As for those who want to throw out Common Criteria for "automated vulnerability testing Hokey Pokey our way to security" (sounds a lot like Hocus Pocus), shame on them. If we could test security into a product, everyone would already be doing it. Tools are "tools," not solutions, and while they hold promise and should, over time, become part of best development practice (I am definitely a fan of the ones we use and have developed, ourselves), they are not a substitute for disciplined secure development practice nor do they say anything about positive, proactive security (e.g., features and functions).

I haven't taken ballet in years but I am currently on the hunt for a good halau hula (hula school).

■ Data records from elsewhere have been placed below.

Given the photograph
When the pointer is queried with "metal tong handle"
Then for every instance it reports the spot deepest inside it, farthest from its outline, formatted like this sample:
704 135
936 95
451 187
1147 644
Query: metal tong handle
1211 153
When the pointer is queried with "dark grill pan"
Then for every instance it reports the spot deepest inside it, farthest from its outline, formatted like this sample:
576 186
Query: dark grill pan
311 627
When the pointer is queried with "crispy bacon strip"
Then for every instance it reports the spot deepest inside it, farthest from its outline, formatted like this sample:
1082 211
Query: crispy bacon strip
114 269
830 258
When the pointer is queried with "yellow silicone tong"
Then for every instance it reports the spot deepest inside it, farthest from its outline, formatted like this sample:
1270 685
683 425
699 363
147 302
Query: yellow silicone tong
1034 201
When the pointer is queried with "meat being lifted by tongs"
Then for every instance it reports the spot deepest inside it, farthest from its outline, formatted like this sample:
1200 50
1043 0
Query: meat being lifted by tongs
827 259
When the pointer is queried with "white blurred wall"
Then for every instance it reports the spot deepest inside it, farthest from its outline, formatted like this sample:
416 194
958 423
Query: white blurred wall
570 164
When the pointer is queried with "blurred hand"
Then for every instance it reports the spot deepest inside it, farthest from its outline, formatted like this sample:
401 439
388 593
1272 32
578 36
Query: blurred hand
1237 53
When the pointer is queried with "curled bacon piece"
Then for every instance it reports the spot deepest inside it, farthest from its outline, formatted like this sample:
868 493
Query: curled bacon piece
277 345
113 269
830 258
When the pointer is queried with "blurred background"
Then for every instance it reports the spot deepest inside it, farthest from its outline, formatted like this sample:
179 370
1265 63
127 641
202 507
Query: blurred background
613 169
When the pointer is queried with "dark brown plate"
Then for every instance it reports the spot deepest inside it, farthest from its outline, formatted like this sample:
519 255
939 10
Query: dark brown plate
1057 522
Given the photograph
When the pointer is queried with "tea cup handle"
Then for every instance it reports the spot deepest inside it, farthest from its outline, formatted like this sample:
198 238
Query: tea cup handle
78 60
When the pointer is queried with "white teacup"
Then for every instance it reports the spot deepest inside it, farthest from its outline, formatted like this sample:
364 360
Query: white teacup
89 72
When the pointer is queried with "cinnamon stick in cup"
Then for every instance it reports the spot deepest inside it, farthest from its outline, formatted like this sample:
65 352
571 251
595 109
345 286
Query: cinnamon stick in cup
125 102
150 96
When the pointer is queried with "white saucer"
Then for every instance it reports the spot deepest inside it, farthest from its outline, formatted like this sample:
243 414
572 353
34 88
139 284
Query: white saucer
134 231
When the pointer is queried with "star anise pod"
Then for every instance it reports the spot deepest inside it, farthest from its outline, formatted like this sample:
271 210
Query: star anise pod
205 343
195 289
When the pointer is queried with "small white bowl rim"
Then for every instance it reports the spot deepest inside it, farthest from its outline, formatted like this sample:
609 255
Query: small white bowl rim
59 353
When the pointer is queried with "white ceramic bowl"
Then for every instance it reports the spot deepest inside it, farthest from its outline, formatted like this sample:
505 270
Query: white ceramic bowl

It's unfortunate that a lot of people's idea of hula is merely some girl in a grass skirt swishing her hips around, because hula is the heart and soul of the Hawaiian people, to quote King David Kalâkaua. Hawaiian stories, language, culture have all been transmitted through song (mele) and chant (oli). Hula is the interpretation of that. (A deaf person can nonetheless "hear" the song through watching hula.) As with ballet, many hula dancers spend years perfecting their art.

I learned Hawaiian because I love Hawaiian music and I want to know what my favorite artists are singing (without reading the liner notes). I want to learn hula to express the music. I don't think you can hula if you don't put the time in to learn the language and the music. It's not just steps, it's 'uhane (soul).

Security, as I have said often, is a culture, with a language, words, music, "dance steps," and yes, it starts in the soul. Automated testing is but a tool -- albeit a useful one -- for learning security and helping to practice your craft, just as much as, say, popping in a DVD of how to hula. There is no substitute for learning all there is behind the music so that you can faithfully dance the dance, and nothing will replace years of training with a haku hula (hula master). (I like the story about the person who heard a violinist at Carnegie Hall and remarked, "I'd give my life to be able to play like that." "I did," replied the violinist.)

Security and dance will forever be disciplines that require hard work and dedication to master, and in the doing and the practice lay the artistry and the accomplishment. There are tricks you can learn along the way, but no shortcuts to mastery of your art. Lastly, security, like dance, is also something that to be done well, needs to be done wholeheartedly. As the Hawaiians would say: "A'a i ka hula, waiho i ka hilahila i ka hale." (When you dance, leave your bashfulness at home.)

*Yes, the Buffalo is a dance step -- one you can learn in a tap dance class.